“Microsoft has incompatible versions of CSV files between its own applications, and in some cases between different versions of the same application (Excel being the obvious example here).”
We have all been there: you are assigned an exciting new data science project, you talk to your enthusiastic clients, generate grand ideas and visions, can’t wait to sit down and write the first lines of code and then it happens. The CSV file you got appears to be somehow broken and despite your best efforts you cannot seem to get the data loaded into a dataframe. This goes on for minutes then hours and finally the day is over and you go home, data unparsed, spirit lost.
Why does this keep happening and what can we do about it? In this post I will rant about the horrors of CSV files and why we should avoid them whenever we can. The hope is that next time someone answers your request to provide data in a proper file format with a “But why don’t we just use CSV?”, this blog post will help you change their mind.

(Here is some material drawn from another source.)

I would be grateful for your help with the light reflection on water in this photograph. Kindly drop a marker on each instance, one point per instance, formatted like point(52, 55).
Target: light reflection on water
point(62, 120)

So, what is wrong with CSV files? To answer this question I want to begin with the above quote by Eric S. Raymond, which is taken from his book The Art of Unix Programming. It beautifully demonstrates that the CSV file format is not a standard 1. Because it is not a standard, it is naturally underspecified leading to an infinite number of dialects and even though it is called “comma-separated values”, most of the files I get don’t even use commas as separators.
This underspecification leads to the first problem, which is:
CSV files mean a lot of work
At least for the receiving end that is. The people creating CSV files don’t break a sweat over the following problems.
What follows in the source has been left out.